Different Flavors of Exact-Factorization-Based Mixed Quantum-Classical Methods for Multistate Dynamics

TL;DR

This paper compares various exact-factorization-based mixed quantum-classical methods for simulating multistate electron-ion dynamics, focusing on their performance, approximations, and adherence to physical conditions in complex systems.

Contribution

It provides a systematic comparison of different exact-factorization approaches for multistate dynamics, highlighting their advantages and limitations in complex molecular and polaritonic systems.

Findings

Coupled trajectories improve accuracy over auxiliary trajectories.

Approximate methods can violate zero population transfer conditions.

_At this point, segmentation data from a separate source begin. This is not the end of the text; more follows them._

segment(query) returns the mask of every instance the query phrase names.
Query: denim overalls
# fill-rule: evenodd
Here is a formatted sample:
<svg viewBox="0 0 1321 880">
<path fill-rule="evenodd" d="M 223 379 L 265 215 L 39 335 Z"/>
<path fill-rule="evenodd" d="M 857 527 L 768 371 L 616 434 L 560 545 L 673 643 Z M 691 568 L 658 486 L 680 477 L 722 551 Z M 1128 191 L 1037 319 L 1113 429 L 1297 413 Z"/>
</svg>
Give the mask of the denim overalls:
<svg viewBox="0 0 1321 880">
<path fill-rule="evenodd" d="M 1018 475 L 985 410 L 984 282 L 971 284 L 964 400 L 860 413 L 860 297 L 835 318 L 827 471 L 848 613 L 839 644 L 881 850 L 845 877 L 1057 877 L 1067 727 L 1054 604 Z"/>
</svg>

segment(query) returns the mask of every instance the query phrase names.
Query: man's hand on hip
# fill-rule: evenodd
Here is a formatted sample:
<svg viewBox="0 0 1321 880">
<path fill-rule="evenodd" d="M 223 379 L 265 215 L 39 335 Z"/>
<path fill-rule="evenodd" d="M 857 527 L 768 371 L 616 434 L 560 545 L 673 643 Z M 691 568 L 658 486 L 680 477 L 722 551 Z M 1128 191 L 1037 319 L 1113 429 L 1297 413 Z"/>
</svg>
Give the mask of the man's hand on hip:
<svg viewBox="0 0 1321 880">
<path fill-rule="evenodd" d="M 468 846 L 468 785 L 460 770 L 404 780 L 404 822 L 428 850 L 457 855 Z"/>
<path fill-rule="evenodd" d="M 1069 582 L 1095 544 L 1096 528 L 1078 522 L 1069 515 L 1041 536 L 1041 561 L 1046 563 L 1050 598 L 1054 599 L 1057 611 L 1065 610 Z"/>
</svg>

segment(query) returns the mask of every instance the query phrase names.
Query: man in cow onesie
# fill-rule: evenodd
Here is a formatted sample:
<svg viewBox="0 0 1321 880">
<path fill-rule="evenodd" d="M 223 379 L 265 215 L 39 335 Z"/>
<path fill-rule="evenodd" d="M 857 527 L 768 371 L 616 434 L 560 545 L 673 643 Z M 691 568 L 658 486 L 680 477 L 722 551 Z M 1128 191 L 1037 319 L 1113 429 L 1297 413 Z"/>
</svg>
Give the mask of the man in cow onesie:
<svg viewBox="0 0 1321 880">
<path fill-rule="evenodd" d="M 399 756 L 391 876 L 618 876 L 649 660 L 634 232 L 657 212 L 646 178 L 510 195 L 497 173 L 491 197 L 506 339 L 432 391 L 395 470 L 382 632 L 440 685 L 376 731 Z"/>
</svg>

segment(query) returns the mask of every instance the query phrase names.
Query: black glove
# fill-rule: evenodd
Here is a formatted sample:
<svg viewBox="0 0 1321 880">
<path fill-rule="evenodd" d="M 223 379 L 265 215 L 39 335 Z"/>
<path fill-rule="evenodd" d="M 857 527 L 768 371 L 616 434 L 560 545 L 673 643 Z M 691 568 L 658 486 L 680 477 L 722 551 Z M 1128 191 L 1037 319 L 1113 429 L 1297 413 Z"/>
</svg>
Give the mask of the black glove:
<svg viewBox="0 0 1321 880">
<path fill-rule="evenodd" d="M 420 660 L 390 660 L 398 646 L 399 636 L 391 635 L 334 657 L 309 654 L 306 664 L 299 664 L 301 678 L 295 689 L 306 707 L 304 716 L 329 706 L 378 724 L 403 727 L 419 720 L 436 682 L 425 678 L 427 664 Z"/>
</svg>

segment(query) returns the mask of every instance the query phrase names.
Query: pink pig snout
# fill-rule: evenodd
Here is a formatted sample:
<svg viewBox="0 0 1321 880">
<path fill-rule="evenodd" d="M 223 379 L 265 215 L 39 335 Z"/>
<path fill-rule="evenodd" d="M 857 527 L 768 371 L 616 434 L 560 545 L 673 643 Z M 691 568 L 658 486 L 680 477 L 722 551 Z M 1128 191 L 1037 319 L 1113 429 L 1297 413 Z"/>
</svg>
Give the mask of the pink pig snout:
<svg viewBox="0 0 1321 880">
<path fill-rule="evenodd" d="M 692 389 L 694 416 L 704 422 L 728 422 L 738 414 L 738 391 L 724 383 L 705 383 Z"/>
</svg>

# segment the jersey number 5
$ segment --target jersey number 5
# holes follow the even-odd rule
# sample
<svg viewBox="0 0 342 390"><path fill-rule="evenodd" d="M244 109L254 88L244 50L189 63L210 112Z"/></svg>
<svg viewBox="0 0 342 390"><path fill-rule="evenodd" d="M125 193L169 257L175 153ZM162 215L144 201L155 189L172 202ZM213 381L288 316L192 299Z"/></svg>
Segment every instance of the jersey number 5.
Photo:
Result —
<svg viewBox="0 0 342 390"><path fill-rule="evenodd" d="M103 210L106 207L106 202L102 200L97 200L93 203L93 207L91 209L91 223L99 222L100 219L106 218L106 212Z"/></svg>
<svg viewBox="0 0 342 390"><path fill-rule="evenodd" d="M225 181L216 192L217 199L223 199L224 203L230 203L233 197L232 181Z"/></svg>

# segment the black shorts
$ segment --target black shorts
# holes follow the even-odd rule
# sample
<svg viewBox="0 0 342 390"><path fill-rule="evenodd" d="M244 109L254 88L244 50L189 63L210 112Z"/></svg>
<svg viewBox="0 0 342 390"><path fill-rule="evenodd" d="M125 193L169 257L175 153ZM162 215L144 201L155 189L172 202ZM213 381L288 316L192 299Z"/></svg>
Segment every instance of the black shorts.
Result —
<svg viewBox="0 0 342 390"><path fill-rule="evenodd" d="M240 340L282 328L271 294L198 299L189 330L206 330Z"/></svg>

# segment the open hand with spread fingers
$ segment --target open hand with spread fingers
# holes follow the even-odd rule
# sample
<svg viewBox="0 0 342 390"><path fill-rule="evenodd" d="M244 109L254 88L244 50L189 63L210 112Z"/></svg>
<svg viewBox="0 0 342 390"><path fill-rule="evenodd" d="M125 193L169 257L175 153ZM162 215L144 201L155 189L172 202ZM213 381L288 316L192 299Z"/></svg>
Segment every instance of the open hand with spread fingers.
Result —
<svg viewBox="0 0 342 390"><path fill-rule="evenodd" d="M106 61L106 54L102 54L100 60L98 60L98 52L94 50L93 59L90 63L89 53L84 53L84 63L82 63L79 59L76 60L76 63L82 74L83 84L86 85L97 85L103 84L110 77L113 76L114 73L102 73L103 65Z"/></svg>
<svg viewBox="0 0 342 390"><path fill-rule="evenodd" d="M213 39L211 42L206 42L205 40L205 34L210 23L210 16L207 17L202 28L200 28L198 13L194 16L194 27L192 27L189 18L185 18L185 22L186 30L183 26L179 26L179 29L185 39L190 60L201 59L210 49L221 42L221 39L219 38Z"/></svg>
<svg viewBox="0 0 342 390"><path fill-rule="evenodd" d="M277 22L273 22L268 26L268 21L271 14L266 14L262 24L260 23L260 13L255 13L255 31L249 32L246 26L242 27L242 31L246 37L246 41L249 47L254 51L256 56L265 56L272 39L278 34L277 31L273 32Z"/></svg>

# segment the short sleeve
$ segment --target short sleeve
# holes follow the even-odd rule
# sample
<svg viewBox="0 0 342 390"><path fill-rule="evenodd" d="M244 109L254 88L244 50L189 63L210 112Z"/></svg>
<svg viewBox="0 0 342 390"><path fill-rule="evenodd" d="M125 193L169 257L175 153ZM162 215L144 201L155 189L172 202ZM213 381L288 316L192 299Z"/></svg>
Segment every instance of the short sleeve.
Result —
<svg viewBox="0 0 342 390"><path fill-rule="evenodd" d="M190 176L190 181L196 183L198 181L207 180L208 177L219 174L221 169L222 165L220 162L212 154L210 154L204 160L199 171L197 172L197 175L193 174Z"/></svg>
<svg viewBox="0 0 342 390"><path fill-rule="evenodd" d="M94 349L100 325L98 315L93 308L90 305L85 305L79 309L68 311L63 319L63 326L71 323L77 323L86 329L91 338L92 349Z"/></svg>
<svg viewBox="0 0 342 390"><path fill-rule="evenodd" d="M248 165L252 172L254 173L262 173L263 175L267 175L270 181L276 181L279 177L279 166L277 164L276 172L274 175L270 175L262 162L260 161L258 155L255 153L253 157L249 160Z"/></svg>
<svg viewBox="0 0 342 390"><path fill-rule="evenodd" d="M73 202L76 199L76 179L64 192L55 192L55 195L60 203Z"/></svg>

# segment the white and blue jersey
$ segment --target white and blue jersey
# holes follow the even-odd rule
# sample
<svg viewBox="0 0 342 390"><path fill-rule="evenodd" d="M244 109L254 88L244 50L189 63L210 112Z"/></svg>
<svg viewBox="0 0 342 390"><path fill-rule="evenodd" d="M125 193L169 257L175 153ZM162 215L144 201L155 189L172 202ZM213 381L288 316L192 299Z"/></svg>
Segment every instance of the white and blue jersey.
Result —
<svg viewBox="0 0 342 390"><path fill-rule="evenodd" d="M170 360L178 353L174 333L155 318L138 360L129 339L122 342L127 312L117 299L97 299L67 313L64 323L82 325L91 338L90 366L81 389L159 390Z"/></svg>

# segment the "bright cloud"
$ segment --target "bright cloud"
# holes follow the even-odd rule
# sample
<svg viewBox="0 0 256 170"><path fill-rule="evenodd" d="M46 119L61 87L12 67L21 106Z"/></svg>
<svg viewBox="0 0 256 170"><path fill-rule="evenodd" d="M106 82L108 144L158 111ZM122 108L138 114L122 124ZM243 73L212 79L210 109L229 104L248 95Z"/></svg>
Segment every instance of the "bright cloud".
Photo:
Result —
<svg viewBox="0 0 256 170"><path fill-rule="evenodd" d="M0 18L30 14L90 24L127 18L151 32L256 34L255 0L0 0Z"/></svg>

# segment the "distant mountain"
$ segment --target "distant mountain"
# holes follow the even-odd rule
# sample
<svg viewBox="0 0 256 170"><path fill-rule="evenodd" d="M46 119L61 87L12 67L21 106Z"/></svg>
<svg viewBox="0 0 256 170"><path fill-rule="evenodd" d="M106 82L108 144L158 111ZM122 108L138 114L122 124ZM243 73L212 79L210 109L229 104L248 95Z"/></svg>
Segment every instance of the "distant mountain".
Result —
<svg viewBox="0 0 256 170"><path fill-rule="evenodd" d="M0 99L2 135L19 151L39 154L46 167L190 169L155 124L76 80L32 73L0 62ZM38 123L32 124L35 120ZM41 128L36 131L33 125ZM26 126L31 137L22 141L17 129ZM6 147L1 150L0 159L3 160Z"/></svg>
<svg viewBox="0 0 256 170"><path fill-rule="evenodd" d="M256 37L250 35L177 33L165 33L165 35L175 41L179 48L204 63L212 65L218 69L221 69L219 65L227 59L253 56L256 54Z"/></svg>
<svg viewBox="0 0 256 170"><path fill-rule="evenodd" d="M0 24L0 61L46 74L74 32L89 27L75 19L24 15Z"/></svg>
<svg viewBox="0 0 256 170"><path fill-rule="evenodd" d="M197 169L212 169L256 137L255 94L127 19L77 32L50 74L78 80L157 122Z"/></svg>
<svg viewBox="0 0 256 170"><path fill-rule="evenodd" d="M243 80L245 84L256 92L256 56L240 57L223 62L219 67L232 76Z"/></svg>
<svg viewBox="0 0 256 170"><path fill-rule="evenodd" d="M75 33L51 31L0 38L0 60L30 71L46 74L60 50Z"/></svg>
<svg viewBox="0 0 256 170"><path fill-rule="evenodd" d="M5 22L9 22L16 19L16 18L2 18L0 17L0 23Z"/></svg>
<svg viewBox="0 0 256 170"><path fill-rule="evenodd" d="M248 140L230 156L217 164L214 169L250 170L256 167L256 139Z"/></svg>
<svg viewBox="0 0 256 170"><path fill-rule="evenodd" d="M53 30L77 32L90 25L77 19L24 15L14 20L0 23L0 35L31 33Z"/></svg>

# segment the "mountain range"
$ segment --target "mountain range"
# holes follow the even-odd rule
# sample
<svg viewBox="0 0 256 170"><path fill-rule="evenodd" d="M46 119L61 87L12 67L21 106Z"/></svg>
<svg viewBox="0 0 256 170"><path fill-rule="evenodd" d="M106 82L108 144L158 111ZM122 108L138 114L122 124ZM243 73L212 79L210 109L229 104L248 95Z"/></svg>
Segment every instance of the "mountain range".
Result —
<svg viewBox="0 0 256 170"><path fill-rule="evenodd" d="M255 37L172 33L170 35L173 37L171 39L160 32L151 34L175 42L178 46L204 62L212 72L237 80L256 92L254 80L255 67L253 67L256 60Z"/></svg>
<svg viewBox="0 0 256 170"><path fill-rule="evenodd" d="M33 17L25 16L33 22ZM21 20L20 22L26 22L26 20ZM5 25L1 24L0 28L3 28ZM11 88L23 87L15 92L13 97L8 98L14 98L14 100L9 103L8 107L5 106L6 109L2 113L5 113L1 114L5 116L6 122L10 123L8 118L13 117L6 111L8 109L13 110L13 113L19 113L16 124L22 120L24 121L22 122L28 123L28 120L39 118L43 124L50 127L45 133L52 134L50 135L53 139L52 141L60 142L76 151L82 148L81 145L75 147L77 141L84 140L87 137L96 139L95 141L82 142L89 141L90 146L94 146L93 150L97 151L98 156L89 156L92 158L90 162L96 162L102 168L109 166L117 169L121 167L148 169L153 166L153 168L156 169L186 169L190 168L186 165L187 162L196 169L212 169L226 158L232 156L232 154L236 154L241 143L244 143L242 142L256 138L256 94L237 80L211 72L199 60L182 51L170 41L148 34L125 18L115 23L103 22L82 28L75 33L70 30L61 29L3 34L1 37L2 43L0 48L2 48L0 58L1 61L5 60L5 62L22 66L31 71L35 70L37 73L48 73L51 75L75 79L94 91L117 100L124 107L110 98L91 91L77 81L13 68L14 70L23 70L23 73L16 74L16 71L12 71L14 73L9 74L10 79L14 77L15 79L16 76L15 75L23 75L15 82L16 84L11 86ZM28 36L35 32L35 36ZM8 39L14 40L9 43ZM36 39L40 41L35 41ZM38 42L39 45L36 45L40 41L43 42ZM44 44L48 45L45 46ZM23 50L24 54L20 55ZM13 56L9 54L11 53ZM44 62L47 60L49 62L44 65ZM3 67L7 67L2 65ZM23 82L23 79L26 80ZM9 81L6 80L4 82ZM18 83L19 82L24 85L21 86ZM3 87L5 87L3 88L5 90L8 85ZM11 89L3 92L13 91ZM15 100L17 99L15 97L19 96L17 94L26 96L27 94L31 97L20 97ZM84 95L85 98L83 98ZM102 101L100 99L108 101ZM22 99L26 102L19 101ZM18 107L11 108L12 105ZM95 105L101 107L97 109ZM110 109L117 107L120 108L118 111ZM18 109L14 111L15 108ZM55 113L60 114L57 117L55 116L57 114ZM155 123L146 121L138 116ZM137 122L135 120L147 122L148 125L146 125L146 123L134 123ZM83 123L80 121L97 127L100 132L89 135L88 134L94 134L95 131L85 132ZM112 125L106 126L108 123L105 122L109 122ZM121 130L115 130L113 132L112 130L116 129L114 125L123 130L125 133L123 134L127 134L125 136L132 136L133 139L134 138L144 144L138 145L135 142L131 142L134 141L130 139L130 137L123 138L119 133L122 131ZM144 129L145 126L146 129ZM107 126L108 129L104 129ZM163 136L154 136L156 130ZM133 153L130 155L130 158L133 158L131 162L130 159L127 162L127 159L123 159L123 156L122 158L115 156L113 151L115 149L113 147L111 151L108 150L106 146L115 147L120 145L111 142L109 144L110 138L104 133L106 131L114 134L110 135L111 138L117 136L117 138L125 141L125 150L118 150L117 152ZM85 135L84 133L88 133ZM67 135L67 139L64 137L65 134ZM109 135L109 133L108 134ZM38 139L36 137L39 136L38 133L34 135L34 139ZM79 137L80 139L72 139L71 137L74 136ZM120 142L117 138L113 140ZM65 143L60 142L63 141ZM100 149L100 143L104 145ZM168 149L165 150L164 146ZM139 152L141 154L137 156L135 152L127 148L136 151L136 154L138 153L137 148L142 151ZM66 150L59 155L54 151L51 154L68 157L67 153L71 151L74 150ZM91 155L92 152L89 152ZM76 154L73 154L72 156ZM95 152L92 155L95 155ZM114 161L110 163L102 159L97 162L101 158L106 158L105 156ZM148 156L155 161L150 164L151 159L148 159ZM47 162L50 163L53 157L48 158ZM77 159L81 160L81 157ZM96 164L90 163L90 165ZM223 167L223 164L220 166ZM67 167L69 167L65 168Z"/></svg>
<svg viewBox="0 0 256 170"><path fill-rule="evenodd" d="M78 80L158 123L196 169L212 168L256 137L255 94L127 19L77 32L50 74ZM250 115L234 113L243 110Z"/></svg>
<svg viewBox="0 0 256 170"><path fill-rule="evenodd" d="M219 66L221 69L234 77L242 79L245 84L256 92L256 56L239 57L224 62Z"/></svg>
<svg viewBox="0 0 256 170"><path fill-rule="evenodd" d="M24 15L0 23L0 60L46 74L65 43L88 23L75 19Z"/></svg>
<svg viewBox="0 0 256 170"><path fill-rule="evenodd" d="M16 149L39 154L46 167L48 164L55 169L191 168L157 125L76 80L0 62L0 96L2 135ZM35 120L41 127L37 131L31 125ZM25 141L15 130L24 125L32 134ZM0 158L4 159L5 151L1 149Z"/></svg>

Energy conservation varies among different approaches.

Abstract

The exact factorization approach has led to the development of new mixed quantum-classical methods for simulating coupled electron-ion dynamics. We compare their performance for dynamics when more than two electronic states are occupied at a given time, and analyze: (1) the use of coupled versus auxiliary trajectories in evaluating the electron-nuclear correlation terms, (2) the approximation of using these terms within surface-hopping and Ehrenfest frameworks, and (3) the relevance of the exact conditions of zero population transfer away from nonadiabatic coupling regions and total energy conservation. Dynamics through the three-state conical intersection in the uracil radical cation as well as polaritonic models in one dimension are studied.